By Takuto Kashiki. Released in Japan by Enterbrain, serialization ongoing in the magazine Harta. Released in North America by Yen Press Translated by Taylor Engel.
This was really cute and fun. I mean, I knew going in that it was going to be – that’s the premise. It’s one of those slice-of-life series starring two girls, only in this case the life is fantasy life and they’re four inches tall. But all of the things I was expecting the series to do were done well, and I enjoyed all the characters. The premise is that Hakumei (the extroverted redhead) and Mikochi (the introverted black-haired one) live together in a tree in the middle of the forest, and we follow then as they do things like go shopping, do their jobs, hang out at a bar, and hitch rides on giant birds who also happen to be old forgotten childhood pets. This isn’t aa laugh riot, and not much of anything happens. And despite the fact that the two of them live together, there’s no real yuri subtext either. It just puts a smile on your face.
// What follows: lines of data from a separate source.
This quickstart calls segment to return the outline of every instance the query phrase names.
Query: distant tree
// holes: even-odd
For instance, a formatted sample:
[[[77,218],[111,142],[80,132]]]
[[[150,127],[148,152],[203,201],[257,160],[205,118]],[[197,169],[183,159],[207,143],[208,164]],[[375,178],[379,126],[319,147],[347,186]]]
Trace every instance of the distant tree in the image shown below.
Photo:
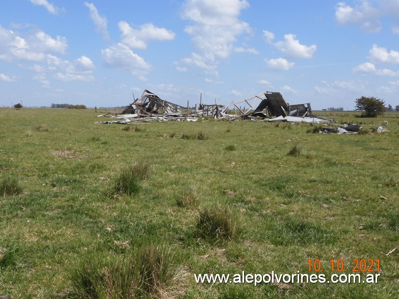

I think one of the big reasons I liked this so much is that it feels like a slice-of-life with grownups, as opposed to impulsive teenage girls. Hakumei and Mikochi are like Ritsu and Mio when they both grow up, sort of. Hakumei is impulsive and loud, but not obnoxiously so, and she’s likeable and endearing. Mikochi can be fretting and stressing as well, but it too never gets to the point where it’s too much. Despite being tiny creatures, they’re both functional adults. Hakumei works for a weasel as a repair person, and we see she takes her job quite seriously, which is not somethng you’d expect given her stereotype. Mikochi makes preserves and household stuff, and she ends up having more issues with the local tsundere songstress than with Hakumei. The cast is minimal – besides said tsundere songstress and Hakumei’s boss, the only other fellow we meet is a mad scientist sort who means well, but comes off as… well, a mad scientist.
You’re never quite sure if you’re going to be getting fantasy or regular old slice-of-life. Scenes like Hakumei and Mokochi on the sunset kite (which is the first chapter, and has some gorgeous art to show off) or dealing with the lake’s skeletal denizens are definitely fantasy, but other plotlines like Mikochi losing their wallet while out shopping or hanging out at a pub playing games in a blizzard barely need fantasy context at all. And throughout the entire volume there’s a warm feeling of peace while reading it. It’s like a nice hot soup. We do meet our two heroines when they’re already in their house, and I’d like to see how they met, but that’s why this series is six-plus volumes. There are lots of places you can go from here. I’m definitely content to follow the author, as long as I keep seeing these two tiny women going about their tiny lives with aplomb.